Introduction to Evangelism (Fall 2015)
This course will engage students in a sustained reflection on the first of the great ends of the church, “The proclamation of the gospel for the salvation of humankind.” What does evangelism look like in contemporary postmodern and post-Christendom contexts? What do we mean by salvation and what is at stake in Jesus’ vision of God’s kingdom? Students will be challenged to articulate their own understanding of the gospel and explore innovative ways of being church in our rapidly changing world.
Travel Seminar to Ghana (April 2016)
Post-Congregational Evangelism (May 2016)
Are congregations based on anachronistic social capital models? Lee Rainie and Barry Wellman suggest that “networked individualism” is the “new social operating system” of the 21st century. Instead of focusing exclusively on attractional or program-based approaches to ministry that will have limited results in a post-Christendom cultural matrix that we cannot realistically hope to change, the church must also invest in the religious and spiritual lives that people are actively cultivating beyond congregations. This course will explore this new cultural reality and the practical implications of thinking about church as a social network.
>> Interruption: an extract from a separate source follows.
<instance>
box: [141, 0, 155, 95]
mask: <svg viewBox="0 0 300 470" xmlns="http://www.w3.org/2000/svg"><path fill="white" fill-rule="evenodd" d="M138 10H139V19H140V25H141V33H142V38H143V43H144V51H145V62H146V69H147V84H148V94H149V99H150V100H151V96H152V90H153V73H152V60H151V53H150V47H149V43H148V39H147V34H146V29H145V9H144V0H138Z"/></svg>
If people are no longer interested in going to church, the church must find ways of going to the people.
Evangelism in a Multi-Religious World (Fall 2016)
What does it mean to bear witness to the gospel in a pluralistic and multi-religious society? Does evangelism require Christians to insist that all other religions are false? Does God expect us to convert non-Christians? What does interreligious dialogue and partnership look like in today’s world? What are the ethical and political implications of public discourse about religion? To address these questions, our study of classic and contemporary theological texts will be supplemented by interactions with people from a variety of religious and nonreligious traditions.